With regard to the first objection, it may not prove a serious difficulty, because recent travellers have not followed the river Yéou, which falls into lake Tchad; they have left it at a certain distance from the lake, and it is very possible, that that which they have seen farther on may have been only a tributary to the former. As to the second objection, it might be more important if it were certain that the Dhioliba runs in a single bed from Timbuctoo to Saccatou and to Boussa; but there is nothing to prove this. Continuing eastwards, towards the central lake, it may send out a branch to Boussa; and this division would account for the Yéou consisting of but an inconsiderable body of water.[136]

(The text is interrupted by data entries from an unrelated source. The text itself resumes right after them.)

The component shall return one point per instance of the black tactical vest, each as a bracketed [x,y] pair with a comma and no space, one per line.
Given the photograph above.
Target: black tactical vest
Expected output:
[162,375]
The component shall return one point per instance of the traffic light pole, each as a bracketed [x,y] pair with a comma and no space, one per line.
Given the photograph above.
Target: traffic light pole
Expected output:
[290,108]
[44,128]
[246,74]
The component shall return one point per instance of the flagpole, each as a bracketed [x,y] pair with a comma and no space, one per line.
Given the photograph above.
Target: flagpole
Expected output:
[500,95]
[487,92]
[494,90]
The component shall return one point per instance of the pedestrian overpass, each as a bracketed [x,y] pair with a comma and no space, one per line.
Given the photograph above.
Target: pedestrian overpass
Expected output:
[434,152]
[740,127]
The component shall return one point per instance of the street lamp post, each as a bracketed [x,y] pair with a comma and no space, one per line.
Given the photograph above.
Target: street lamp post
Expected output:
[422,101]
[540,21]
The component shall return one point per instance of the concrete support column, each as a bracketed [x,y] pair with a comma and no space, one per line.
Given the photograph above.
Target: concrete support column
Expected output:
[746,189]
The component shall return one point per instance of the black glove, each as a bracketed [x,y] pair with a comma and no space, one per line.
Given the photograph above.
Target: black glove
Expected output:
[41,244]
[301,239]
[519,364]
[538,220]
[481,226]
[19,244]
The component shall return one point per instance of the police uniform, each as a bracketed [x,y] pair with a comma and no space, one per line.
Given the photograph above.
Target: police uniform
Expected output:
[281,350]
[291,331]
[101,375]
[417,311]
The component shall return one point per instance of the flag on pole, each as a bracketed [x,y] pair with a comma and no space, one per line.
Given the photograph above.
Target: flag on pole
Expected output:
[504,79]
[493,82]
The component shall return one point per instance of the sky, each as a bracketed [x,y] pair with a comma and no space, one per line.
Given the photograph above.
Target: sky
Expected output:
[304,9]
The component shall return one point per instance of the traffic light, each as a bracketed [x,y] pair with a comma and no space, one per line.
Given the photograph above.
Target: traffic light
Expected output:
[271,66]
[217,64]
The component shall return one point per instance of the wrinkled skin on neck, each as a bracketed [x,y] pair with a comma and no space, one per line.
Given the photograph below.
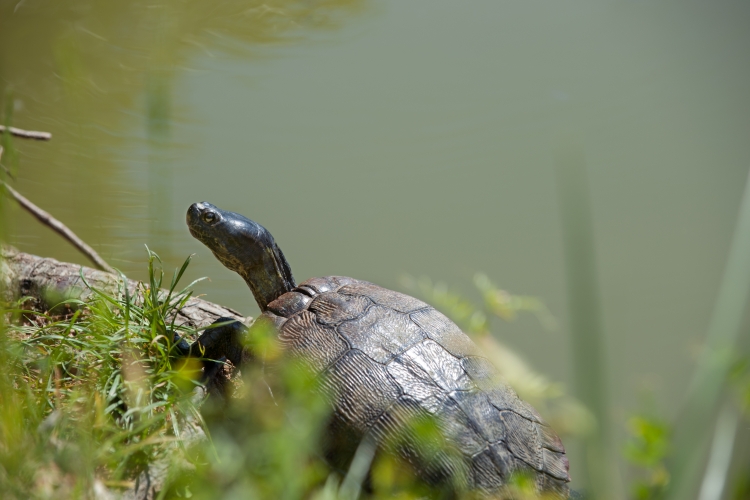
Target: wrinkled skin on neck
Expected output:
[244,246]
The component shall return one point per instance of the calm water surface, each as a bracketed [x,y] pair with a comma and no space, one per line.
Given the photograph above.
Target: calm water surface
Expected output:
[377,139]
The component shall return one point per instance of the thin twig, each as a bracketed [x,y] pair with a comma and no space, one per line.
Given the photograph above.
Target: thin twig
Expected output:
[5,169]
[26,134]
[60,228]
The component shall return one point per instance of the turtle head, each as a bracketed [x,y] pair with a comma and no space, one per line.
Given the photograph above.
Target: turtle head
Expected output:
[244,246]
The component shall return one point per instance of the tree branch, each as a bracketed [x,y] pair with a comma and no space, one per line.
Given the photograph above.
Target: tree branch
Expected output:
[57,226]
[26,134]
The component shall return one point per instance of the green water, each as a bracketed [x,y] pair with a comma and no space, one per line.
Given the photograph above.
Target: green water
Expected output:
[381,138]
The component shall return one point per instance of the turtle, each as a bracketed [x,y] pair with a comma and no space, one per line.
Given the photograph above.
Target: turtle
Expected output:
[385,357]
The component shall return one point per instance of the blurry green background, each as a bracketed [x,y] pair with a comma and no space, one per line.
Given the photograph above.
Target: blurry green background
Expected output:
[381,138]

Reichard was one of the first who imagined that the Dhioliba may run into the Gulf of Guinea. This hypothesis has for some time past assumed a certain degree of probability, to which the opinions of the later English travellers, Clapperton and Major Laing,[137] have added much weight. They differ, however, respecting the outlet of the river: the one preferring the river Benin (or Formosa), with Reichard[138]; the other, but with much less probability, the Rio-Volta. The objection always raised to this hypothesis is the great height of the mountains called Kong. To reach the sea, the river must cross them; but it may not be absolutely impossible that there should exist an opening in them deep enough to admit of its passage. Another difficulty arises from the small declivity of these waters: but I will here make an observation on this subject. The actually known course of the Dhioliba, from its source as far as Timbuctoo, is about three hundred and sixty leagues: it issues from Mount Loma, at a height of nearly sixteen hundred English feet above the sea, or less than five hundred metres. The velocity observed by M. Caillié leads to the belief, that the average inclination from Djenné and also from Bamakou to Timbuctoo is two thirds of a metre to a league: Timbuctoo would stand, according to this datum only, at a height of two hundred and sixty metres; but it is very probable, that the inclination is much greater from Mount Loma to Bamakou than it is below this latter point, which would lower the position of Timbuctoo at least to two hundred and thirty metres, taking the fall of the first part at only a metre for a league. But this quantity would greatly exceed that supposed by Capt. Beaufort, who, after having observed the elevation of Elimané, conceived Timbuctoo to be upon the same level, that is to say, eighty-four metres above the sea.[139]

Now, from Timbuctoo to the mouth of the river of Benin, following the course of the waters (as it is traced by the partisans of this opinion), the distance is not less than four hundred and sixty leagues. Thus, in the second part of its course, the river would have a total declivity of 230 metres, or 0,51 metre to a league. It is known that the Seine has an inclination of 0,72 metre to a league; the Mississipi, 0,84 metre; the Rio-Apure, 0,92 metre, &c. but others have a much less fall, such as the Wolga, the Missouri, the Senegal, &c., which have one of 0,50 only;[140] so that, strictly speaking, the above inclination is sufficient.

According to a fourth opinion, the river, on reaching the Kong mountains, makes an elbow to the left and runs eastward, by Djacoba and Adamowa to Chary, and thence to lake Tchad into which it discharges itself. It is here that the objection of the want of sufficient inclination applies: how can it be admitted, that the river, after passing Funda, where it would scarcely have an elevation of fifty metres[141] above the sea, (supposing it to be the river of Timbuctoo which flows to Funda), can run on to lake Tchad, three hundred and fifty leagues farther, through a country represented by all accounts as mountainous? But this, even, is not the greatest difficulty.